When your filter matches a large number of documents, Endee uses its search graph to navigate quickly to the best results. Handles millions of matches in milliseconds, but may occasionally miss a relevant result.

Endee switches between these two approaches automatically. The parameters below control exactly when and how it switches.


prefilter_cardinality_threshold

Controls when Endee switches from direct check to smart navigation.

Default: 10,000

If your filter matches fewer than 10,000 documents, Endee checks them all. If it matches 10,000 or more, it uses smart navigation.
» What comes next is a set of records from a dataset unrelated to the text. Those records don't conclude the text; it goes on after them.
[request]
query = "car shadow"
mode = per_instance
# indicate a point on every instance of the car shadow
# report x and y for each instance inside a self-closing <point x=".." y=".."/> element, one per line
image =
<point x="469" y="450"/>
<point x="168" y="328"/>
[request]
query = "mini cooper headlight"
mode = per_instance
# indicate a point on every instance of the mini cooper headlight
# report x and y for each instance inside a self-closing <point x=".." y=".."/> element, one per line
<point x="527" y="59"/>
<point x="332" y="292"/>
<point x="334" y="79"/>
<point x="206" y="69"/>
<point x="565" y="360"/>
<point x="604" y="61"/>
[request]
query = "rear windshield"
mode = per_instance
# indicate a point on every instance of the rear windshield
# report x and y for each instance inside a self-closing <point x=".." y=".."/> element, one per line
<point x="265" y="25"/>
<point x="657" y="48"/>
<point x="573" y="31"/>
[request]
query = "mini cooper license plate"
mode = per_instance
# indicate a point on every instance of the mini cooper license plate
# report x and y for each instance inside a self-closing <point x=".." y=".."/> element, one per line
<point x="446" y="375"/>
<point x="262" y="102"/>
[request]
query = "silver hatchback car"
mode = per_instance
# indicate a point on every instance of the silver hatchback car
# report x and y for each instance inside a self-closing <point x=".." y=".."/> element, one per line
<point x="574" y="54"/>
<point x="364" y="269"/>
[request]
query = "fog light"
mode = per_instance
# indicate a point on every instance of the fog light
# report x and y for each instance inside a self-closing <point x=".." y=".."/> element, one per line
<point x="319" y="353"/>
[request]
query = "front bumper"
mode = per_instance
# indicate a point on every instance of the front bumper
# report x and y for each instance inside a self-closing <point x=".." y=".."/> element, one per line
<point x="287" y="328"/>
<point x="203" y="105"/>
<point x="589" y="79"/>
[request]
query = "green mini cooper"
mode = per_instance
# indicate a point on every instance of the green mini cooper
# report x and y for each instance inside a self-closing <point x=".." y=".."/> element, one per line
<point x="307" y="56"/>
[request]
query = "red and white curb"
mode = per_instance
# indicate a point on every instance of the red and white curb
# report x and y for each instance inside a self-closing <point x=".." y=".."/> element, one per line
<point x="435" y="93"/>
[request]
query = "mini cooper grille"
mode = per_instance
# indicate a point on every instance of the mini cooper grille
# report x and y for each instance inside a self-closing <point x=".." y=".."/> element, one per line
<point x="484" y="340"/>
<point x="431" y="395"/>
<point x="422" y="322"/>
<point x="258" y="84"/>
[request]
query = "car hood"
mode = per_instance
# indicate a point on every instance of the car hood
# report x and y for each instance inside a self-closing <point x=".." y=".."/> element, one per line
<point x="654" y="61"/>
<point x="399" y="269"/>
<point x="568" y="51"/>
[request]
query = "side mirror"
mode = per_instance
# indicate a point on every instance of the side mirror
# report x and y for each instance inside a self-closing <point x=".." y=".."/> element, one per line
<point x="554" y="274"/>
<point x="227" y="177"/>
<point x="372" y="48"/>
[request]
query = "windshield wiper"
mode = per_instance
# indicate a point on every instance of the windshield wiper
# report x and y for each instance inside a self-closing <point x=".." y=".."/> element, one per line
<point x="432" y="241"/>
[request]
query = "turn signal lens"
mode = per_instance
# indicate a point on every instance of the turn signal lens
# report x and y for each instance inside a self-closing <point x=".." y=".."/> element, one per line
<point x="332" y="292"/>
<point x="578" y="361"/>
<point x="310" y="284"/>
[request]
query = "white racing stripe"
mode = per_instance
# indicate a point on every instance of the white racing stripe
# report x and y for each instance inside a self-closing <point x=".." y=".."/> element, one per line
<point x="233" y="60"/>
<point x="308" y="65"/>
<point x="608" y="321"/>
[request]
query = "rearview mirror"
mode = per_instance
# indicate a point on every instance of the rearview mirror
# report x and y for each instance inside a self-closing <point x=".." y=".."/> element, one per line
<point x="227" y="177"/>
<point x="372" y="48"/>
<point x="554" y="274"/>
results = collection.query( vector=query_vector, filter=[{"category": {"$eq": "health"}}], prefilter_cardinality_threshold=10_000, # the default )

When to change this value

SituationAction
Missing results you know exist (large filter)Raise to 50_000 - forces more exact checking
Search feels slowLower to 5_000 - switches to fast navigation sooner
Everything is fineLeave the default
# Prioritize accuracy: keep direct checking for up to 50k matches collection.query( vector=query_vector, filter=[{"category": {"$eq": "health"}}], prefilter_cardinality_threshold=50_000, ) # Prioritize speed: switch to fast navigation sooner collection.query( vector=query_vector, filter=[{"category": {"$eq": "health"}}], prefilter_cardinality_threshold=5_000, )

filter_boost_percentage

Controls how hard Endee searches when using smart navigation. Useful when you’re asking for 10 results but only getting 3 or 4.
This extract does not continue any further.